PUGET SOUND ELECTRIC RY. v. FELT et al.
(Circuit Court of Appeals, Ninth Circuit.
October 3, 1910.)
No. 1,831.
1. Carriers (§ 347)—Setting Down Passengers—Time to Alight—Jumping prom Moving Train—Negligence.
Where a carrier either, did not stop the train on which decedent was riding at all at the station where he desired to alight, or did not stop for a sufficient length of time to enable him to get off while the train was stationary, decedent was not per se negligent in alighting while the train was moving slowly.

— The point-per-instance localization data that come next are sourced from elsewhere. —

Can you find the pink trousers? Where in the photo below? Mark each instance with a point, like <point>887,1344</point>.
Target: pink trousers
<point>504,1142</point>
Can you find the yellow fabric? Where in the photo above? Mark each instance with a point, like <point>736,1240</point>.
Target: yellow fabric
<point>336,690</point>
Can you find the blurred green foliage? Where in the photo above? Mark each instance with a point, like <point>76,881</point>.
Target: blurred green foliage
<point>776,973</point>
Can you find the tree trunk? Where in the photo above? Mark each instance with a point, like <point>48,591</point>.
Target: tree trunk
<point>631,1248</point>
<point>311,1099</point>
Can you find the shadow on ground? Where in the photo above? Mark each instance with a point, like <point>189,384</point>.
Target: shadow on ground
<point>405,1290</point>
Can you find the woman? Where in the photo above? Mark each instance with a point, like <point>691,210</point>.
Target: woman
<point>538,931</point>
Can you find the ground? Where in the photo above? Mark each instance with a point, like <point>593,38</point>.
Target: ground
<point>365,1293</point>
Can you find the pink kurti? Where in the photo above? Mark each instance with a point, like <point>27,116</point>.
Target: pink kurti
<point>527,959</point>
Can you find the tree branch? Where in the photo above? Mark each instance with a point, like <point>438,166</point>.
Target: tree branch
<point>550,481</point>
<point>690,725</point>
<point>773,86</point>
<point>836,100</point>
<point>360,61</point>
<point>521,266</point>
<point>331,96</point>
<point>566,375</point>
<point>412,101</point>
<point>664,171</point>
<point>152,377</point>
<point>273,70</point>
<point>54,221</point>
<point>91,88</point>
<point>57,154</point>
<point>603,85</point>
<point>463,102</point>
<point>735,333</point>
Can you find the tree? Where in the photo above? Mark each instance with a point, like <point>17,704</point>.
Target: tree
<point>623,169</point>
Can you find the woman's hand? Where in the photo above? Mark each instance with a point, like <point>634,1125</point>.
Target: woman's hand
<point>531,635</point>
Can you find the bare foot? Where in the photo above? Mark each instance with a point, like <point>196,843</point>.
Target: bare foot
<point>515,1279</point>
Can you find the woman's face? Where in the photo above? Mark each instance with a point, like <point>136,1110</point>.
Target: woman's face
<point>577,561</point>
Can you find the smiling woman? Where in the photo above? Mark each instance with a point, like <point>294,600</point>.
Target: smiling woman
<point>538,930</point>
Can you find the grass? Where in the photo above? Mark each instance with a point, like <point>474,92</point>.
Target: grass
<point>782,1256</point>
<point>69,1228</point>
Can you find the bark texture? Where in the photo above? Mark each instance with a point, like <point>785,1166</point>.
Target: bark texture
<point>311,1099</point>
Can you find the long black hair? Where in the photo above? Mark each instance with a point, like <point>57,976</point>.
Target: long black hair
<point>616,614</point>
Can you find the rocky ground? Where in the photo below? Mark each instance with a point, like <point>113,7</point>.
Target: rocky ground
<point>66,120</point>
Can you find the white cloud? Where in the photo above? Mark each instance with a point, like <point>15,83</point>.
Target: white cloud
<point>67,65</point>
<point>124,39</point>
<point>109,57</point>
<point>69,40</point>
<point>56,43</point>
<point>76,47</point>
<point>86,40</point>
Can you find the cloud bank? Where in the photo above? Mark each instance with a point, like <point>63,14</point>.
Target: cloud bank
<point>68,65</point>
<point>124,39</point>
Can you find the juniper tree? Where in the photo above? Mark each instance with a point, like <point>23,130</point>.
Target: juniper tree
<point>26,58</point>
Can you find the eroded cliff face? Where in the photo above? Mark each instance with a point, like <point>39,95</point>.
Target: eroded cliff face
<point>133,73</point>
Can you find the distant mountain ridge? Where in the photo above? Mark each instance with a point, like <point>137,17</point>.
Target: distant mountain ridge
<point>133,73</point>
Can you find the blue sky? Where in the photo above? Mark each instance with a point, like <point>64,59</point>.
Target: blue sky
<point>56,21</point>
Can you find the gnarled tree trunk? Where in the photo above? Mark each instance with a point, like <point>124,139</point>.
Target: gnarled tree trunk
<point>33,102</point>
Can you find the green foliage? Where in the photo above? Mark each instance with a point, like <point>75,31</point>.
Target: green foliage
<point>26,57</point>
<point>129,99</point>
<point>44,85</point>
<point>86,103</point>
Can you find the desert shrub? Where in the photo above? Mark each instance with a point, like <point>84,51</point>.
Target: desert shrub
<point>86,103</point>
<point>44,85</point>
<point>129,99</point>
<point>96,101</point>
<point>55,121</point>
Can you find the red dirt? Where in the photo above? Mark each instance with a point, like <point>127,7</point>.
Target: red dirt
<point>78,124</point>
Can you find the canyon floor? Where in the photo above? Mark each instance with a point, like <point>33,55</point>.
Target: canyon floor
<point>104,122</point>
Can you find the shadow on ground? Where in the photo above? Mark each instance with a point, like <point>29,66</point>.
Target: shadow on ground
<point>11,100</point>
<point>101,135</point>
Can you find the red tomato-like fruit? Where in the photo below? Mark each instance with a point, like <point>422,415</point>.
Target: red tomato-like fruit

[Ed. Note.—For other cases, see Carriers, Cent. Dig. §§ 1393, 1402; Dec. Dig. § 347.*]
2. Carriers (§ 333)—Alighting from Train—Contributory Negligence.
A passenger is not negligent in alighting from a moving train if the speed of the train and all the surrounding circumstances are such that a person of ordinary prudence would have done the same thing.
[Ed. Note.—For other cases, see Carriers, Cent. Dig. §§ 1391-1393; Dec. Dig. § 333.*]
In Error to the Circuit Court of the United States for the Western Division of the Western District of Washington.
Action by Susan E. Eelt'and others against the Puget Sound Electric Railway.
Judgment for plaintiffs, and defendant brings error. Affirmed. -
See, also, 175 Fed. 477.
B. S. Grosscup and W. C. Morrow, for plaintiff in error.
W. C. Sharpstein, A. P. Black, George Clark, and Loveday, Kelley & McMillan, for defendants in error.
Before GILBERT and ROSS, Circuit Judges, and WOLVERTON, District Judge.
For other cases -see same topic & § number in D,ec. & Am. Digs. 1907 to date, & Rep’r Indexes
For other cases see same topic & § numbee in Dec. & Am. Digs. 1907 to date, & Rep’r Indexes
[MAJORITY — ROSS, Circuit Judge.]
ROSS, Circuit Judge.
This action was brought in the court below by the widow and minor children of Horace Eelt, deceased, to recover damages alleged to have been sustained by reason of his death on the 20th of November, 1908. The deceased got upon the interurban electric railroad train of the plaintiff in error running from Seattle to Tacoma, in the state of Washington, at Auburn station, and purchased a ticket to Valley City station, where he intended to get off. The only alleged grounds of negligence on the part of the. railroad company relied upon by the plaintiffs in the court below, who are the defendants in error here, were the alleged failure of the defendant to stop its train at Valley City a sufficient time to enable passengers to alight, and the alleged sudden starting of the train from Valley City station with a jerk, thereby causing the deceased to fall against and under the train, resulting in his death. The trial having resulted in a verdict and judgment for the plaintiffs, the defendant company has brought the cause here by writ of error, relying upon alleged error of the trial court in refusing to direct a verdict for the defendant, and its alleged errors in the giving and refusal to give certain instructions to the jury.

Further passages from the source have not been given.